The line south of Senftenberg
|Locale||Saxony and Brandenburg, Germany|
|Line length||79.7 km (49.5 mi)|
|Number of tracks||2 (Ruhland–Cottbus)|
|Track gauge||1,435 mm (4 ft 8 1⁄2 in) standard gauge|
|Electrification||15 kV/16.7 Hz AC
The Großenhain–Cottbus railway is an electrified main railway in the German states of Saxony and Brandenburg. It is double track between Cottbus and Ruhland and elsewhere single-track. It runs from Großenhain via Ruhland and Senftenberg to Cottbus.
The Großenhain–Cottbus line was opened on 20 April 1870. With the subsequent opening of the Berlin–Dresden railway, Großenhain had two railway stations. The existing station on the line to Cottbus was renamed Großenhain Cottbuser Bahnhof and the new station was named Großenhain Berliner Bahnhof.

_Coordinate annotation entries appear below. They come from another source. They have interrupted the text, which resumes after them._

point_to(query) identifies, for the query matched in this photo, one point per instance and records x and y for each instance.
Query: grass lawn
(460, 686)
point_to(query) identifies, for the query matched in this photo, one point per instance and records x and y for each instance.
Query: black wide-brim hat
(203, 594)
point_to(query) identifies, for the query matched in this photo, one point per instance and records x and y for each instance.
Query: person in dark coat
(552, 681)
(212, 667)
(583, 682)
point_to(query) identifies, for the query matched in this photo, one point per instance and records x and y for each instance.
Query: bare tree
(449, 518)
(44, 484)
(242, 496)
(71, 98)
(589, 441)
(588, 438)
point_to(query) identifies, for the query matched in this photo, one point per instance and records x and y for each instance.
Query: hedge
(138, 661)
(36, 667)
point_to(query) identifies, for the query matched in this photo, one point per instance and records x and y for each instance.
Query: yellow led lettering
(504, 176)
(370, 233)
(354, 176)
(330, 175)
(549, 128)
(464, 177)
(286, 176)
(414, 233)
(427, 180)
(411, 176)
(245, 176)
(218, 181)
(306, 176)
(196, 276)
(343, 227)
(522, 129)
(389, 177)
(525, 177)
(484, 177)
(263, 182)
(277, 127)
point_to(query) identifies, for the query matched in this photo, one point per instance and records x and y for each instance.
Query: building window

The end of the runway of the Großenhain military airfield used to be shortly east of Großenhain station towards Lampertswalde. Therefore, in the period between the electrification of the line in 1992 and the withdrawal of the Soviet/Russian armed forces in the autumn of 1993, a 660 metre long section was not electrified (route km 3.76 to 4.42). Electric locomotives coasted on this section of track with pantographs lowered. In addition, at the beginning of this section of the line from either direction progress was controlled from a signal, operated not by the railway dispatcher, but from the airfield. Thus, trains could be brought to a stop for the takeoff or landing of an aircraft without an earlier warning of a stop, leading to trains stopping in the catenary-free section and requiring them to be towed by a diesel locomotive based in the station.